Predatory pricing occurs when one company uses its market dominance or extra wealth to lower the price of a product or service with the intent of driving competitors out of business. The predatory pricer has the money in the bank to ride out a period of high losses while it waits for its competitors to go bankrupt or give up and drop out of the market.
The main public policy issue is that in the long run, predatory pricing hurts consumers. Prices for a product might dip temporarily, but the winning company will inevitably increase prices to recoup losses once it has driven out the competition. A closely related public policy issue is that predatory pricing can create a monopoly by driving out competitors, allowing the winner to charge sky-high prices people have no choice but to pay. This is inherently anticompetitive and hence anticapitalistic, as capitalism depends on open markets. However, overregulating business can also have a negative impact, so public policymakers have to walk a fine line.

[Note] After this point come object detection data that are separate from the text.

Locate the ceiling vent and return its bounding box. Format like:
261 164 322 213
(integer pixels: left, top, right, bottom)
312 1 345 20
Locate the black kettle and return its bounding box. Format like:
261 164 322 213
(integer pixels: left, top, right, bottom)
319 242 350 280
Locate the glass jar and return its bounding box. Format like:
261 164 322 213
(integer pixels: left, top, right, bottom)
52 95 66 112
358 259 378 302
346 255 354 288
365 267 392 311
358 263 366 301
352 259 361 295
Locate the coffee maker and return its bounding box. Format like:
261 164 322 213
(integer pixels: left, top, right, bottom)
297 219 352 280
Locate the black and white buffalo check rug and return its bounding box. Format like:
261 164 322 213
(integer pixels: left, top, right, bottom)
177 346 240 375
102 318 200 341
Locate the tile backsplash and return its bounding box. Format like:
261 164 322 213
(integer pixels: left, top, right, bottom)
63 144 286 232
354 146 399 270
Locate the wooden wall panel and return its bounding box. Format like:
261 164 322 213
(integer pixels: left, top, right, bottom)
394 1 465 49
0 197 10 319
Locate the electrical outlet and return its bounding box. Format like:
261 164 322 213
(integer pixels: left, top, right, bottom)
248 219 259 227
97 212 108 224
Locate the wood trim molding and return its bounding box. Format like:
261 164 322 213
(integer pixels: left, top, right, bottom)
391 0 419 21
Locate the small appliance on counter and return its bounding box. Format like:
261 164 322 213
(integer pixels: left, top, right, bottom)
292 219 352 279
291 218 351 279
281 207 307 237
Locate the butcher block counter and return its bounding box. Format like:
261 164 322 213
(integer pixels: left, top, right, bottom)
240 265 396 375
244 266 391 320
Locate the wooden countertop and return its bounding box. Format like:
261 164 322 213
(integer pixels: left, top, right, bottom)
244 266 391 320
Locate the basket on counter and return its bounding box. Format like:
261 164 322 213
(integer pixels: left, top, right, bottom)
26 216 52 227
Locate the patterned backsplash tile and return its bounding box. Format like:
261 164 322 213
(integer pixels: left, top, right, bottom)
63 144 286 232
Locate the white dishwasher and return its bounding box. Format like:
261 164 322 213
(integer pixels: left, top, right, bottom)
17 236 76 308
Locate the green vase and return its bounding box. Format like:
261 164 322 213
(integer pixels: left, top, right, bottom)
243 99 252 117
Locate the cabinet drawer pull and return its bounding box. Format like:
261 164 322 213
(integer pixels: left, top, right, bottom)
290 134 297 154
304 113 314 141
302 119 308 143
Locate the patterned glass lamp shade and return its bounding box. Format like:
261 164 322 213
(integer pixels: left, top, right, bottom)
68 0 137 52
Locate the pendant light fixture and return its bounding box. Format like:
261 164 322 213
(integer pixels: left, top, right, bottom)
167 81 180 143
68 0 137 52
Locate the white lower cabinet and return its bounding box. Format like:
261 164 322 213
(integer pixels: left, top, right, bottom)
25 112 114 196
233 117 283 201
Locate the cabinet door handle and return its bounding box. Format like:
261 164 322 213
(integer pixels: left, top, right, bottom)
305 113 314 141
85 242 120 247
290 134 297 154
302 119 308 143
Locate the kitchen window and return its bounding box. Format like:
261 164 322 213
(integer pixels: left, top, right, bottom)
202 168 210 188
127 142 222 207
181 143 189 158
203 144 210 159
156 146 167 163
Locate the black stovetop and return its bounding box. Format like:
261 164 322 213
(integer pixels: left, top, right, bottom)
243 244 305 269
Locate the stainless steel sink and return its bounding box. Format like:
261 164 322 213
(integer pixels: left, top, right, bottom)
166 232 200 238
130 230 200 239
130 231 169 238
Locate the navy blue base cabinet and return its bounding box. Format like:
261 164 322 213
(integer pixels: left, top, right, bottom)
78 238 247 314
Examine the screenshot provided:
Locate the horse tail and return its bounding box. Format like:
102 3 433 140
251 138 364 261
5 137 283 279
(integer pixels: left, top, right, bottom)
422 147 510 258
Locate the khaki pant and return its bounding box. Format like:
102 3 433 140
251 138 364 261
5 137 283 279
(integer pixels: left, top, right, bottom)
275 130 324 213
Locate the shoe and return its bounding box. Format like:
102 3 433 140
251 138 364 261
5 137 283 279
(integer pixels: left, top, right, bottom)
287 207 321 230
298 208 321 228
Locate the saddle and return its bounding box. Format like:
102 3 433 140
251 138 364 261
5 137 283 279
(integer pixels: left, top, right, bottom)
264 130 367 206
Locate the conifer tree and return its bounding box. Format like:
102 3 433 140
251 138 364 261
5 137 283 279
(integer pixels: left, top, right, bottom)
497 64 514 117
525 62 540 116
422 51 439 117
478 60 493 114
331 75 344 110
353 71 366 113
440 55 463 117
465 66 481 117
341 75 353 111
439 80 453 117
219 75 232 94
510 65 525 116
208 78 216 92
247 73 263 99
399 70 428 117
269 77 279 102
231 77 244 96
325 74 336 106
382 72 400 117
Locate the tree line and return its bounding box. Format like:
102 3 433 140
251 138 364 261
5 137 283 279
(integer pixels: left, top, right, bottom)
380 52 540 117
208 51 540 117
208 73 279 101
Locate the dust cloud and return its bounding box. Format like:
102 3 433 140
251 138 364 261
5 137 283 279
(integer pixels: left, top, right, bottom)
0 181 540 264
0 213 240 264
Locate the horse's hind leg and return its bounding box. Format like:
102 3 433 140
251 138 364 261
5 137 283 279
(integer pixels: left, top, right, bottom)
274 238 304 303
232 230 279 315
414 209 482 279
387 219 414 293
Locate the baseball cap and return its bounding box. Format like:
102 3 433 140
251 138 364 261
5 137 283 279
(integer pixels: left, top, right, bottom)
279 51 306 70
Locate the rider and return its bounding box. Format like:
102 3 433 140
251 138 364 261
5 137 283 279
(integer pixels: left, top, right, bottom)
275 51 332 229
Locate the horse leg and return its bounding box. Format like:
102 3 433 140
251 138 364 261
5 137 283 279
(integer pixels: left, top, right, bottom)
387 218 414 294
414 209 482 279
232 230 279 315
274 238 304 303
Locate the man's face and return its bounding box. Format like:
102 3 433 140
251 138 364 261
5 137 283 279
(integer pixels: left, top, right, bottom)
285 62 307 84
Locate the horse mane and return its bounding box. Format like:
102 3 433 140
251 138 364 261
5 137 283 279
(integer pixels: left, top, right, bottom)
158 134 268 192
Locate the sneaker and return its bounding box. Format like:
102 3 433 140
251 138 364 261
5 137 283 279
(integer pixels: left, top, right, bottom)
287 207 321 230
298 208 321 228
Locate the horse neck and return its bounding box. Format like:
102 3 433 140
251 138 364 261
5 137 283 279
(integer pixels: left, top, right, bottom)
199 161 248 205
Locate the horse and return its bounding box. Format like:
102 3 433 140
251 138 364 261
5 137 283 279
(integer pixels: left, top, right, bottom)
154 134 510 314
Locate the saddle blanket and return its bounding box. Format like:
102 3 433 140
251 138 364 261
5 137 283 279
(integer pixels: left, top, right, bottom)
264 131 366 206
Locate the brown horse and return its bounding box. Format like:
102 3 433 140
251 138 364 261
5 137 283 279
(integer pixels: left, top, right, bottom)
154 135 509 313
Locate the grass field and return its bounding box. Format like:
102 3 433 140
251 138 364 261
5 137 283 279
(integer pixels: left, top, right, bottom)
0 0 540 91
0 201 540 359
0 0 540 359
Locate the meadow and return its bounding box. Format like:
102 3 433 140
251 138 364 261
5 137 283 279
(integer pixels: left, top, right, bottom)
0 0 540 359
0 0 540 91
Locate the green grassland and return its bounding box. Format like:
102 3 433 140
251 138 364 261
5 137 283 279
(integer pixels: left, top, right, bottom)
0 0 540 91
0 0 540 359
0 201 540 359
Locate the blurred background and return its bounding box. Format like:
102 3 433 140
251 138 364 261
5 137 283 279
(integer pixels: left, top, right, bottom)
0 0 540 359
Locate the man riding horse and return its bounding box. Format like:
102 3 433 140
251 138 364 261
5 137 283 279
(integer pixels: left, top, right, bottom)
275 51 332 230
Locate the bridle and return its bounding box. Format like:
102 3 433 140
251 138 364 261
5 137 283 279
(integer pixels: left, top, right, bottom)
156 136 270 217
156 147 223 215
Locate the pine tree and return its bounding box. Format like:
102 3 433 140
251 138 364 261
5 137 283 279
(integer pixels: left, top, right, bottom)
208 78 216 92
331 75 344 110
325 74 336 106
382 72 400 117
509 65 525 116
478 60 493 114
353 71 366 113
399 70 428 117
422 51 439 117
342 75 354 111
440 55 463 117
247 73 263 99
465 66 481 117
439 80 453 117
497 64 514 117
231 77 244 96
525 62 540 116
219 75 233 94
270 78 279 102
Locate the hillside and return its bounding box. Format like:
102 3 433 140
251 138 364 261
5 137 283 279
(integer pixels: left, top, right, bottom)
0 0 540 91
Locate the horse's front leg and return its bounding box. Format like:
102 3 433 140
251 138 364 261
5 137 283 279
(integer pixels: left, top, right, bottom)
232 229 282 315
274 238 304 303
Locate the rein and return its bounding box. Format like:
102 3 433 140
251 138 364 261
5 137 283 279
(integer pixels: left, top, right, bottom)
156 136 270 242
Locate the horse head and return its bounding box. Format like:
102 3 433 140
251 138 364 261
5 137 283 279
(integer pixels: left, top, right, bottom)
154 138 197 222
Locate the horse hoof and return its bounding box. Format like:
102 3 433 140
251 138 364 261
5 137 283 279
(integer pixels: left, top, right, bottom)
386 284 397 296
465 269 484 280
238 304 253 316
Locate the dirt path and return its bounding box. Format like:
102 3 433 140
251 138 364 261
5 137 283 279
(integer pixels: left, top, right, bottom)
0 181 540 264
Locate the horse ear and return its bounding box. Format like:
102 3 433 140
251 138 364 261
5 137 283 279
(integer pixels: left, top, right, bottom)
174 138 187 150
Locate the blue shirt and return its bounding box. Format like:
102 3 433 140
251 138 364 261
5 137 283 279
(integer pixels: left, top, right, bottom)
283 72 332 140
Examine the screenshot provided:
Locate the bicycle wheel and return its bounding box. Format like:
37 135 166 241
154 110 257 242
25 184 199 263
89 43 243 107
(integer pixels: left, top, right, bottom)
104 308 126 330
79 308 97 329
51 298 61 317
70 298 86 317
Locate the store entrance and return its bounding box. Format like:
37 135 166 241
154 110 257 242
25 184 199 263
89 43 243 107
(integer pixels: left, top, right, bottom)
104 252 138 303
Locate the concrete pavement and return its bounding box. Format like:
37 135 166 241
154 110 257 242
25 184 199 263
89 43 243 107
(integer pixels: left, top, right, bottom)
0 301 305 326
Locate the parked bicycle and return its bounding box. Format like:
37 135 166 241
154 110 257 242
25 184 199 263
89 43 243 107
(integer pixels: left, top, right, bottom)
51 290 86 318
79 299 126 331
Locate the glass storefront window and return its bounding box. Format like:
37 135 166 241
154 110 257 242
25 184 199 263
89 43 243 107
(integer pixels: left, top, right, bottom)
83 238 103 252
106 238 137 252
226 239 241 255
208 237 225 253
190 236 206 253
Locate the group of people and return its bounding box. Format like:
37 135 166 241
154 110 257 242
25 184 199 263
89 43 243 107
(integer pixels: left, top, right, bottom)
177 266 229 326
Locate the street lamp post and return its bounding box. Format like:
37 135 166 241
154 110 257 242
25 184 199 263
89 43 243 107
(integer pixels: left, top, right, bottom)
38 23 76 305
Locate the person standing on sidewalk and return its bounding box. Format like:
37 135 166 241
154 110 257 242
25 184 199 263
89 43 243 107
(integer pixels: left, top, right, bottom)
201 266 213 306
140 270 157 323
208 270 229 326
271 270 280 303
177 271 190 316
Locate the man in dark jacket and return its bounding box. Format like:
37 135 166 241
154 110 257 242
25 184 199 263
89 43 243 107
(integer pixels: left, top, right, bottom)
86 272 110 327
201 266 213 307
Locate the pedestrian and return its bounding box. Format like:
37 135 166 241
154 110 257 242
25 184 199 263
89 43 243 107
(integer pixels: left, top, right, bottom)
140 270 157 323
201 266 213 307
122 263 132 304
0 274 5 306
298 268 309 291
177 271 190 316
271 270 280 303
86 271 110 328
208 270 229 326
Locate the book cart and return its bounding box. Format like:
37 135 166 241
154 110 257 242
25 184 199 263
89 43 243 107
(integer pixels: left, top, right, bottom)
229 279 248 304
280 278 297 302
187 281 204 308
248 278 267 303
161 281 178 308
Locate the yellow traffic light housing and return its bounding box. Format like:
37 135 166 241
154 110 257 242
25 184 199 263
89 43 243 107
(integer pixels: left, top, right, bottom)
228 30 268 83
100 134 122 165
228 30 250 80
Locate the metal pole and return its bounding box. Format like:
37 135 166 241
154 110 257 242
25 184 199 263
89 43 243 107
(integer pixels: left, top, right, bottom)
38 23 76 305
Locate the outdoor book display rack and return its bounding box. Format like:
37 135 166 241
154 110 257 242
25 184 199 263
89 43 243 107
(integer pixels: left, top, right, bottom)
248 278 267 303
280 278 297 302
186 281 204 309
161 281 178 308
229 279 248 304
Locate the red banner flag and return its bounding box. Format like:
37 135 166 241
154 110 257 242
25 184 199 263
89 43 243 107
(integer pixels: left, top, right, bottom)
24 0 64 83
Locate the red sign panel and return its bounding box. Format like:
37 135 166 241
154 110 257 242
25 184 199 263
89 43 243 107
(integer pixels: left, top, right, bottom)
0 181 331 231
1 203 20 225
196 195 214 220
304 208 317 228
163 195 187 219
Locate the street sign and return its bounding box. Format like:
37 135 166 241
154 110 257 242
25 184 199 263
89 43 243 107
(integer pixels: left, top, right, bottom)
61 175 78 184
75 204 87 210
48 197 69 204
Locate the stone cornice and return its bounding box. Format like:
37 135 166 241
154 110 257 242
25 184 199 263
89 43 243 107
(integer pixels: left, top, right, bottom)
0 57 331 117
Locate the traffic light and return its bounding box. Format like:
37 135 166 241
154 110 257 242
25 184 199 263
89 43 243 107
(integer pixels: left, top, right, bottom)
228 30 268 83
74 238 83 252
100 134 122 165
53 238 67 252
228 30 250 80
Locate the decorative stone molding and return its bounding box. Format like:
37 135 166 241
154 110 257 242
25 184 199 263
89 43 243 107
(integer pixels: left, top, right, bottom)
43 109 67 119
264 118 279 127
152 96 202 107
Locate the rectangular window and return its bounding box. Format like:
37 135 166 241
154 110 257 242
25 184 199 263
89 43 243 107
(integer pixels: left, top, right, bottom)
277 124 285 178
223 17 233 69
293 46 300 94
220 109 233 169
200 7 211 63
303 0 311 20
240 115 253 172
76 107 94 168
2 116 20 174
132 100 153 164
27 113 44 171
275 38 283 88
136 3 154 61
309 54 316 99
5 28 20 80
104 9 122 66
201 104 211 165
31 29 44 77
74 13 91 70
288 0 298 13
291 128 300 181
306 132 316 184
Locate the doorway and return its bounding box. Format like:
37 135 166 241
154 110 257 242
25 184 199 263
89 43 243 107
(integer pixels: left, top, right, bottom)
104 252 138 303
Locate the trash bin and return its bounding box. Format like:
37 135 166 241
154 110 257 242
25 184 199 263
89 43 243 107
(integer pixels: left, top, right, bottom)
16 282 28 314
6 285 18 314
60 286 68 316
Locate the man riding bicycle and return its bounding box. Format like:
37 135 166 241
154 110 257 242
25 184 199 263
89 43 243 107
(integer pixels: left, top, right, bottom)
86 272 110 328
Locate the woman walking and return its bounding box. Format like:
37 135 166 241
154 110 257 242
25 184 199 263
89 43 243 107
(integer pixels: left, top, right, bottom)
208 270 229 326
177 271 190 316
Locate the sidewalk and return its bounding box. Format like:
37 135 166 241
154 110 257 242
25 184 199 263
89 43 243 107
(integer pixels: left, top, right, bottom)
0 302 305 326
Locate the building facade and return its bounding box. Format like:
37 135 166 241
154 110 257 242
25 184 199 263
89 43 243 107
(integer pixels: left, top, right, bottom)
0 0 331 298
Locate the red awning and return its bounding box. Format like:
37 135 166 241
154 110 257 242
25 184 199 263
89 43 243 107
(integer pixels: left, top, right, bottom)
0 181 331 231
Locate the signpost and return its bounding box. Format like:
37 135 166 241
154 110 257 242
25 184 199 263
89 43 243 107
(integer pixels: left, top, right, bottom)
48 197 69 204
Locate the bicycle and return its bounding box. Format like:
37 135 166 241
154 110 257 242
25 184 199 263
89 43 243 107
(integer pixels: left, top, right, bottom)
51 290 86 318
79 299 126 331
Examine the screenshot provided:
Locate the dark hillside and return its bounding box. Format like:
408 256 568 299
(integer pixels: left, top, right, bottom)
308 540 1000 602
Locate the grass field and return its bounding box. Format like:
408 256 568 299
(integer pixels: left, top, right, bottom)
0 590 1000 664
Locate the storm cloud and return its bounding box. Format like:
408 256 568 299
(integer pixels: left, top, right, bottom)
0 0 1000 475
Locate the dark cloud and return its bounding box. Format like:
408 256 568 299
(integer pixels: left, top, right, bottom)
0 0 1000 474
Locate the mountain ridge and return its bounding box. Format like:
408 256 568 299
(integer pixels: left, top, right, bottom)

Amazon has long been accused of predatory pricing, though it has done this in a way that disguises what it is really doing, according to its accusers. They argue that since Amazon is the dominant distributor in e-retail, many companies are forced to sell through it. If they don't, their products can remain invisible to the huge numbers of buyers who turn to Amazon for their consumer needs.
However, many wholesalers complain that Amazon makes arbitrary demands on them to buy high-priced marketing services and charges them high fees simply for carrying their products. Because Amazon can charge so much simply to carry third-party products, they can then sell these products at a loss: their money is coming from fees, not sales. Whether this is illegal or not, the true picture is still unclear. However, it is very clear the Amazon dominates the e-retail market in a way that demands very close scrutiny.
Where Amazon is abusing its power to create a monopoly situation and then then charge third parties excessive fees and using this to sell at a loss, it has gone beyond good competitive business practices.